Il cuore di Ryoga si strinse per l’amaro e ormai ben noto senso di colpa: sembrava non poter provare altro ogni volta che si trovava a cospetto di quella ragazza “A me non spiace. Stare solo con te, dico – arrossì ancor di più – anzi, ne sono felice. Ero imbarazzato, anzi… lo sono ancora, ma non devi pensare che star con te mi renda infelice!” la rassicurò con veemenza, stringendo il pacco che aveva in braccio con tale forza che entrambi udirono perfettamente il suono di qualcosa che si rompeva.

Akari inarcò un sopracciglio, poi cominciò a ridere, coprendosi le labbra con l'unica mano libera dalle borse “Mi sa che dovremmo dire addio alle uova…” riuscì a dire tra una risata ed un’altra, mentre il volto del povero Ryoga raggiungeva la sfumatura più vicina al cremisi possibile per un essere umano. Ridacchiò nervosamente anche lui e sperò solo che Ukyo non si arrabbiasse troppo.

“Anch'io lo sono sai… imbarazzata, voglio dire. E anche contenta di trovarmi da sola con te: sono rimasta a Nerima proprio per questo, per poterti parlare con calma dopo… dopo l’incidente.”

“Akari, non devi ancora scusarti per quello che è successo, non hai…”

“Oh, sì, lo so! – lo interruppe lei con vivacità, puntandogli addosso uno sguardo divertito – Ukyo non fa altro che ripetermelo! E forse, a poco a poco me ne sono convinta anch'io… Non voglio chiederti scusa. Non lo farò più.”

Era davvero cambiata, pensò uno sconcertato Ryoga fermandosi di botto. Non era solo un’impressione: l’Akari che aveva dinanzi in qualche modo non era la stessa che aveva lasciato in lacrime in quel letto della clinica del dottor Tofu. La determinazione che rendeva ferme le sue parole, nonostante l’imbarazzo che certamente stava provando, era un aspetto di lei che raramente lui aveva scorto… Forse solo una volta, sul tetto dei Tendo, quando gli aveva detto addio. Il pensiero che stesse per farlo di nuovo, gli serrò la gola.

Batté disperato le palpebre, cercando convulsamente dentro di sé le parole adatte, qualcosa, qualsiasi cosa che potesse farle comprendere il vero e proprio marasma che gli si agitava dentro. “Dovrei chiederti io perdono, lo so. Per tutte le cose che non ti ho detto… di Akane, per esempio… o di quanto tu fossi importante per me. Ed ora devo anche dirti grazie.”

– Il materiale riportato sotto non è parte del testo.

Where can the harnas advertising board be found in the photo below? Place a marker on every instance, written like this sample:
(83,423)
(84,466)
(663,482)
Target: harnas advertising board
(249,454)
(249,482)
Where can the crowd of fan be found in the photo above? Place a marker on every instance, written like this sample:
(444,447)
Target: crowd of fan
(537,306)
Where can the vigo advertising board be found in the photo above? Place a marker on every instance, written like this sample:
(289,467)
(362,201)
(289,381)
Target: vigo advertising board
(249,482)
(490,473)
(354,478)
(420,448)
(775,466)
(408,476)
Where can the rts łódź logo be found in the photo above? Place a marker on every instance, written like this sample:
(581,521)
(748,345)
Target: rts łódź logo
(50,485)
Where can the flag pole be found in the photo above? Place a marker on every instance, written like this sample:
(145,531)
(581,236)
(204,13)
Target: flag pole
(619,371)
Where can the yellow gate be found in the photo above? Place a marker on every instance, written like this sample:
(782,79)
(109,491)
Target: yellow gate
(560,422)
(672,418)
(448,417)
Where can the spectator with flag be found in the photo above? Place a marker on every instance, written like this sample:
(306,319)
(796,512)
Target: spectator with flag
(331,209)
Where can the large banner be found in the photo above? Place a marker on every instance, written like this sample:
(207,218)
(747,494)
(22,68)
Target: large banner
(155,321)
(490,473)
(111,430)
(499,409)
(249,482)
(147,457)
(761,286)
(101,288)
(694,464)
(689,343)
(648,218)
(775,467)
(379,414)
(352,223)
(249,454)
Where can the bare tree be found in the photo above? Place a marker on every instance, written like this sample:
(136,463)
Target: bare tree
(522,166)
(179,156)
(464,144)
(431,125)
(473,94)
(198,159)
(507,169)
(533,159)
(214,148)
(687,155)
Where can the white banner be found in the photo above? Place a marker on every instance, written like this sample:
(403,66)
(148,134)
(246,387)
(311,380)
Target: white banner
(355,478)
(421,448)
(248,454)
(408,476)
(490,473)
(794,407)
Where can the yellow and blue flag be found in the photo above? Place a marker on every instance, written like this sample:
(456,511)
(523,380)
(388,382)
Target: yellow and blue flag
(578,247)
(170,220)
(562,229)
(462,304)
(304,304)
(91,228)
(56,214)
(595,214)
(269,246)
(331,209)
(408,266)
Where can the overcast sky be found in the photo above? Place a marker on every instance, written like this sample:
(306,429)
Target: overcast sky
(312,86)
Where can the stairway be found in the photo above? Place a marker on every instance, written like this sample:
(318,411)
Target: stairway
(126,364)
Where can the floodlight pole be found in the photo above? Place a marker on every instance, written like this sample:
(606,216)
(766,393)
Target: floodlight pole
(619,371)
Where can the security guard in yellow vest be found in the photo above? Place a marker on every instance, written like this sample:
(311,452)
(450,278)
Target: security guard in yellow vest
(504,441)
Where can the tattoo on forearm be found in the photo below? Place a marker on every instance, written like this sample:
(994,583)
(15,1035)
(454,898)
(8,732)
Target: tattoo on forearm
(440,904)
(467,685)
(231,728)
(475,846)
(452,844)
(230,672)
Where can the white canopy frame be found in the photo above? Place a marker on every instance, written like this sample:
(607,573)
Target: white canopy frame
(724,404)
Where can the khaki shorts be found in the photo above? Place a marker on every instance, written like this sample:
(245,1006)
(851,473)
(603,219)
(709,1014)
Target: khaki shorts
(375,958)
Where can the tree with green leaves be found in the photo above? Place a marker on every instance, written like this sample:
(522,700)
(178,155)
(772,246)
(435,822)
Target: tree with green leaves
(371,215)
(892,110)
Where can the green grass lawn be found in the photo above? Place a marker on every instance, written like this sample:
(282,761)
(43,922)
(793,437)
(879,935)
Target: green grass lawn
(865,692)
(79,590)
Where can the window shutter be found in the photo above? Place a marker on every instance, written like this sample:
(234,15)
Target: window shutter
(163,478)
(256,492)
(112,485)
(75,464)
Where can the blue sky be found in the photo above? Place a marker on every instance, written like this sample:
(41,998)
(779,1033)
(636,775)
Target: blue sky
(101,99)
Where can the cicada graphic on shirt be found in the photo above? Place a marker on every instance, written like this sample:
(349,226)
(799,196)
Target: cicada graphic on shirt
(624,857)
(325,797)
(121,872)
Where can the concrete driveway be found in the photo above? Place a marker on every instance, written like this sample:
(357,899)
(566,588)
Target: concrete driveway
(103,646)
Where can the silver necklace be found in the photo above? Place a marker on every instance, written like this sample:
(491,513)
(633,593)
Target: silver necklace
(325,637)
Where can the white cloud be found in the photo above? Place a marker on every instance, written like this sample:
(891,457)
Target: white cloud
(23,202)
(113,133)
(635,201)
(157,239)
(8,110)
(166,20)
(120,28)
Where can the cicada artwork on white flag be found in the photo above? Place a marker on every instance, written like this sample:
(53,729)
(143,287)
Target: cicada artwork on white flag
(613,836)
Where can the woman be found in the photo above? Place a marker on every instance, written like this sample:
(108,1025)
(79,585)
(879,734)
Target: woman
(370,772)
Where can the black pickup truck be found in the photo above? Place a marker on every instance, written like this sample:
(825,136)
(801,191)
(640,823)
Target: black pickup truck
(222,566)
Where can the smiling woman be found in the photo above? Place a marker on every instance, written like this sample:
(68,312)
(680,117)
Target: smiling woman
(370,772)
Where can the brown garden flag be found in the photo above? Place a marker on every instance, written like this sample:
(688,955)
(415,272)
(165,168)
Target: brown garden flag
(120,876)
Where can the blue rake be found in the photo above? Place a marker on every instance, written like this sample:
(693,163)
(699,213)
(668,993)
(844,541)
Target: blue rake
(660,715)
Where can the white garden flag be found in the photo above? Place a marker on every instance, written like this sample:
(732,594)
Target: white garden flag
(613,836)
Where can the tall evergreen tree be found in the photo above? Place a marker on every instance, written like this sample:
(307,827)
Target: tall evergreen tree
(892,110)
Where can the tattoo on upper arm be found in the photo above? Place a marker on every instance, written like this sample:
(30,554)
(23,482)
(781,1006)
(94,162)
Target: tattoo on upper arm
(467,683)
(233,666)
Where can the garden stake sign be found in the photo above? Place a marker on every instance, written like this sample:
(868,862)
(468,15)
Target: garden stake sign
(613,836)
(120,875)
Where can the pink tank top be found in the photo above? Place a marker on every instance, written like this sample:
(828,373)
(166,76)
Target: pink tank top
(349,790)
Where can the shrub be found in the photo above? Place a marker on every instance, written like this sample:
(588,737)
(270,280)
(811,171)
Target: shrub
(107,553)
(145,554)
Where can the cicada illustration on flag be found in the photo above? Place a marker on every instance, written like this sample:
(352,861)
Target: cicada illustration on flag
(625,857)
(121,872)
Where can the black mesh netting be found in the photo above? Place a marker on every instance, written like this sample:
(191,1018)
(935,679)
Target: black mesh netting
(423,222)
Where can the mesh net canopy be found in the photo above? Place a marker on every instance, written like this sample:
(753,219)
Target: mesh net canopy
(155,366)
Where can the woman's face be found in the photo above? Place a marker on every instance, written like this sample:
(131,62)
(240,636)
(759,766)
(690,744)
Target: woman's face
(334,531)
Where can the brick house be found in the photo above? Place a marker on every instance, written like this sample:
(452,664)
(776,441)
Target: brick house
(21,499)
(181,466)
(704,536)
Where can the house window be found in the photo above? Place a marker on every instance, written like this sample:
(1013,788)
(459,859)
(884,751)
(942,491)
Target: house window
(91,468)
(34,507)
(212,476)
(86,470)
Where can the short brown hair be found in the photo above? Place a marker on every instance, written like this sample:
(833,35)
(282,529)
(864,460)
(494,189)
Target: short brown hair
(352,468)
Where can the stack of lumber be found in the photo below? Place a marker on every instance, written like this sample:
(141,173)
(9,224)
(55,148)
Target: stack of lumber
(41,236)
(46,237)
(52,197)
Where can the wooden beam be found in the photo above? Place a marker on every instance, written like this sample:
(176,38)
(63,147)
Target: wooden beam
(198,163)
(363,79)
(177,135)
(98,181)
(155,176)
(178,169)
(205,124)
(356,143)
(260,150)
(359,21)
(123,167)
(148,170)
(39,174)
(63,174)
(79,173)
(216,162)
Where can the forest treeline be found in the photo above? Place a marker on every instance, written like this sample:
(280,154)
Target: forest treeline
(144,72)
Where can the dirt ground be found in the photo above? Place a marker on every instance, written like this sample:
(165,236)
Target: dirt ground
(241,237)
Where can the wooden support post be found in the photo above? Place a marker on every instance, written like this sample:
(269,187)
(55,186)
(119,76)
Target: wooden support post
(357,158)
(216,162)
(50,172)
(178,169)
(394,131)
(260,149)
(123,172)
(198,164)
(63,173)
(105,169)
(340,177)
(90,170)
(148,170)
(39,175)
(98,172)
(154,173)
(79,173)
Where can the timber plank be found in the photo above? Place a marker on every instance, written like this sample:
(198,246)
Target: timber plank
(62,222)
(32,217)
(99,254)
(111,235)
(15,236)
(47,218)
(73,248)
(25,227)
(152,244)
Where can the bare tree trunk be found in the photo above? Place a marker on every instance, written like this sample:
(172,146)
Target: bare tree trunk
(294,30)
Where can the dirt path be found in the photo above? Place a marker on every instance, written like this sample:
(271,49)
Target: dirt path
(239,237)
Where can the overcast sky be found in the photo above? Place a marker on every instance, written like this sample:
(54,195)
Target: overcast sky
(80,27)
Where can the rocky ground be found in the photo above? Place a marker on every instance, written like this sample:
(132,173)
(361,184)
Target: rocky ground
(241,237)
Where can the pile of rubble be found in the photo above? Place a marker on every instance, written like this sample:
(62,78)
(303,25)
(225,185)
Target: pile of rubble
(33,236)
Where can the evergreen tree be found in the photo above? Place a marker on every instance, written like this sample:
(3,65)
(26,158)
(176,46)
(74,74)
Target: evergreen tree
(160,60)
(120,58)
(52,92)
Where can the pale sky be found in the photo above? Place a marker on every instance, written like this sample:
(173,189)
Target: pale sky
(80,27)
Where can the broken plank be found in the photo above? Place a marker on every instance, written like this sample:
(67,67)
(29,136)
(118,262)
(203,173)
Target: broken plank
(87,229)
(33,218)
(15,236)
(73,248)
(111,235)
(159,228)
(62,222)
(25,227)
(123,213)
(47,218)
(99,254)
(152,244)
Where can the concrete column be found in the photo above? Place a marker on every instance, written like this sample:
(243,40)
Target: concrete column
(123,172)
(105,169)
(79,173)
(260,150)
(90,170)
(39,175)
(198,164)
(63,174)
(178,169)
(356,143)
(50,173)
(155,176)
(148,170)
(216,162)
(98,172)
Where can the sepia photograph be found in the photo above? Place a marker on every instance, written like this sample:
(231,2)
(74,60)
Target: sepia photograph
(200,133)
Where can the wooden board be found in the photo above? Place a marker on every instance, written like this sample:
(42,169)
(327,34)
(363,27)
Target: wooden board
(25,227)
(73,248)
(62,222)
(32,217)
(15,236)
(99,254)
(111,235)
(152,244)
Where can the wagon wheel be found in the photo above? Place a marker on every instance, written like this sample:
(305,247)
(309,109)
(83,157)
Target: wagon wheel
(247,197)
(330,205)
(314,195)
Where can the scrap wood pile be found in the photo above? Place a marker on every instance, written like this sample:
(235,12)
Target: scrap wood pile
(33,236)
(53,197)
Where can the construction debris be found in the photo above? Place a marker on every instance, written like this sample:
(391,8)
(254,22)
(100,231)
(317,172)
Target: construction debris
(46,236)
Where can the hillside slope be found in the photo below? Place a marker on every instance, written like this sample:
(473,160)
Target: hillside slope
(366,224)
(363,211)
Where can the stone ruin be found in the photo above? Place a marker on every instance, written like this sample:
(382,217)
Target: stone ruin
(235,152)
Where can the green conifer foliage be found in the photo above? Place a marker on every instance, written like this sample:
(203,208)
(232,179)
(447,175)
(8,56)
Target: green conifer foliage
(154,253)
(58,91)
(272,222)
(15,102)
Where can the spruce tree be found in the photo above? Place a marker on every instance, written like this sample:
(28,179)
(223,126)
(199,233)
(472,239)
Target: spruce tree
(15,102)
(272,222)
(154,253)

Akari aggottò le sopracciglia, confusa. Non sapeva con esattezza a cosa il ragazzo alludesse, ma sentiva che per lei era qualcosa della massima importanza. Si morse le labbra e si guardò in giro “Che ne dici di fermarci per cinque minuti? So che sei molto forte, ma tutte quelle borse peseranno.”

Ryoga annuì, il cuore in gola, e la seguì quando lei si diresse verso il parco.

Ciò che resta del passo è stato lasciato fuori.